# Just making sure I got all the bases covered



## Tmaxson (Apr 10, 2012)

I am somewhat new to raising goats and just wanted some reassurance or advice on how I am feeding my goats.  Currently I have 1 Nigi/pygmy Buck, 1 Nigi wether, 1 Nigi new mom, 1 Nigi doeling and 1 pregnant Nigi/pygmy doe.  I am giving them free choice hay (not alfalfa) of which they are pretty much going through 2 sections a day.  They also have free choice mineral block and baking soda (when they decide not to dump it).  I give them not quite a lb each twice a day of a mixture of Dumor grain, all stock sweet feed and alfalfa pellets (since I have a hard time finding the alfalfa hay) and of course all the weeds/leaves/grass they can find in the pen in addition to the cuttings I provide them with at least once a day.  I take my clippers with me and cut branches from the yummy trees and pines when I take my dogs for a walk.  Spoiled goats.  They also get fresh water with ACV with the mother.  They all seem very healthy and happy, they don't seem fat but they are always ready for a treat.  What are your thoughts, anything I need to change, add or take away?  Oh yea I forgot to say that they don't really like the alfalfa pellets and will sometimes leave those in the buckets but I've read the pregnant and nursing moms really should have alfalfa so I just keep giving it to them.


----------



## 20kidsonhill (Apr 10, 2012)

I would take away the baking soda and just keep it on hand, incase one of them needs it. 

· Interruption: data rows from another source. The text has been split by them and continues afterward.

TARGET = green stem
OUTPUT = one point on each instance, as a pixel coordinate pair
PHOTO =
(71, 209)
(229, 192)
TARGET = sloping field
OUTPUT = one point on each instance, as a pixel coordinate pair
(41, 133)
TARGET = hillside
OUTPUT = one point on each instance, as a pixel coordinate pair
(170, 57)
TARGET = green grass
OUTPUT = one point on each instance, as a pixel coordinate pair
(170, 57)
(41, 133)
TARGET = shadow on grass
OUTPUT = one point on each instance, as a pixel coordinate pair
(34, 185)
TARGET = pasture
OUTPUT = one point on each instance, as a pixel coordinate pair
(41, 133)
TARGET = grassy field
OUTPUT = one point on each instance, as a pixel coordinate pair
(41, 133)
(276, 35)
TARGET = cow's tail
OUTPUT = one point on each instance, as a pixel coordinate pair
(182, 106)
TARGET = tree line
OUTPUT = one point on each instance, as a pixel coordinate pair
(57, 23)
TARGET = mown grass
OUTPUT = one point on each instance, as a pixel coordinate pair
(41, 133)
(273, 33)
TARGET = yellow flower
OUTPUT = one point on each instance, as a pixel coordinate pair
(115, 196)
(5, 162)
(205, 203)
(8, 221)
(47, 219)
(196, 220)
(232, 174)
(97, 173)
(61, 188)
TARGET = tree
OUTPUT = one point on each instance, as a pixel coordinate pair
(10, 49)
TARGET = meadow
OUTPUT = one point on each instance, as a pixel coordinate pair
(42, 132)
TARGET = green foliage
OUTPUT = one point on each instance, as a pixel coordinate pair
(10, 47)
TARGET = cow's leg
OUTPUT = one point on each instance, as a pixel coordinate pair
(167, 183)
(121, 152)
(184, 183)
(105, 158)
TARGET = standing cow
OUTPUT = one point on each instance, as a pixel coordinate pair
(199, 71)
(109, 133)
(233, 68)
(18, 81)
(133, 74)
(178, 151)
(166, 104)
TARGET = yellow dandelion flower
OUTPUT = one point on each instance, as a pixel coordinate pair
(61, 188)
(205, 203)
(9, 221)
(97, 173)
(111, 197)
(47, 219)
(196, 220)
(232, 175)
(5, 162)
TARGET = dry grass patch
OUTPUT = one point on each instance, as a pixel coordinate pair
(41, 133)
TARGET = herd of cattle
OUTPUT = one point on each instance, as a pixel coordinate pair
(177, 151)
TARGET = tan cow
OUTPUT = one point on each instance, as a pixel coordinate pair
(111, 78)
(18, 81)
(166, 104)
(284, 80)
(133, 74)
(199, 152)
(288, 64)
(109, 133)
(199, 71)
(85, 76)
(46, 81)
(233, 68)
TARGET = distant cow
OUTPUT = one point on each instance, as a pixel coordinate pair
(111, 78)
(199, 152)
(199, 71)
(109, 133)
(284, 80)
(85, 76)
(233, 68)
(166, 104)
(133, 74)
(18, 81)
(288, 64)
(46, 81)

I would switch to loose goat minerals. 

and I wold make sure the the grain mixture you are giving the whether and buck balances out to twice as much calcium as phosphorus and that there is Ammonia Chloride in the Dumor grain and the all-stock sweet feed. If it is only in the Dumor grain I would stop giving the wether and buck the sweet feed and just give them each a little Dumor grain.


----------



## Tmaxson (Apr 10, 2012)

Thank you.  Is there a loose Goat Mineral you would recommend?


----------



## DonnaBelle (Apr 10, 2012)

Manna Pro Minerals, it's chelated.

DonnaBelle


----------



## 20kidsonhill (Apr 10, 2012)

Sweetlix Meatmaker 16:8   http://www.jefferslivestock.com/sweetlix-meat-maker/camid/liv/cp/9E-01/

or a mineral that:

has a 2 to 1 calcium to phosphorus ratio, twice as much calcium as phosphorus. 

minerals that have at least 1,700 to 2100  ppm of copper and 50 to 80 ppm of selenium


----------



## 20kidsonhill (Apr 10, 2012)

Although one should keep in mind that minerals such as copper and selenium would be adjusted according to regional levels. Our area is very very low in Copper and Selenium so the minerals that our feed store provides is quite high in these things.


----------



## elevan (Apr 10, 2012)

Check out the link in my signature below for the Goat Feeding Discussion.


----------



## gigiintheforest (Apr 22, 2012)

DonnaBelle said:
			
		

> Manna Pro Minerals, it's chelated.
> 
> DonnaBelle


Do you get your Manna Pro from Atwoods?  We feed Manna Pro chick starter and have had a hard time getting it as they sell out.  Do you have the same problem?


----------



## gigiintheforest (May 9, 2012)

I have same problem.  I really like Manna Pro but Atwoods can't seem to keep it in stock.  Any ideas?



			
				gigiintheforest said:
			
		

> DonnaBelle said:
> 
> 
> 
> ...


----------